The last decade has witnessed a burgeoning empirical research field on investment treaty arbitration (ITA). Probing its origins, functioning and effects – and even doctrinal questions, scholars have used a range of methods (quantitative, qualitative and computational) to analyze the regime. Such empirical research has been greatly facilitated by the rapid expansion and proliferation in the number of treaties, arbitrations and accompanying actors, which has facilitated the analysis of broader patterns and the development of generalizable findings. It is also a creature of the times.
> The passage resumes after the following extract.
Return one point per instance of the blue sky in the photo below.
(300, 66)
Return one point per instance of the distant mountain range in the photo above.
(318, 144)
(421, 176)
The new research agenda in field of international investment arbitration corresponds with the broader empirical turn in international law, which has supported and legitimated the application of social and computer sciences to law.1This Working Group paper seeks to provide a state-of-the-art summary and assessment of the empirical research on the identified concerns of states in the reform of investment treaty arbitration in UNCITRAL Working Group III. These concerns are reflected in the six working group themes identified for the first phase of the Investor-State Dispute Settlement (ISDS) Academic Forum’s collective work: (1) excessive costs; (2) excessive duration of proceedings; (3) lack of consistency in legal interpretation; (4) incorrectness of decisions; (5) lack of arbitral diversity; and (6) Lack of independence, impartiality, and neutrality of ISDS adjudicators. Interestingly, and as we shall see, empirical research has helped shaped the choice of issues by states in the UNCITRAL reform process– especially on questions on diversity, independence and, to some extent, costs.

By Daniel Behn, Malcolm Langford and Laura Létourneau-Tremblay (March 15, 2019).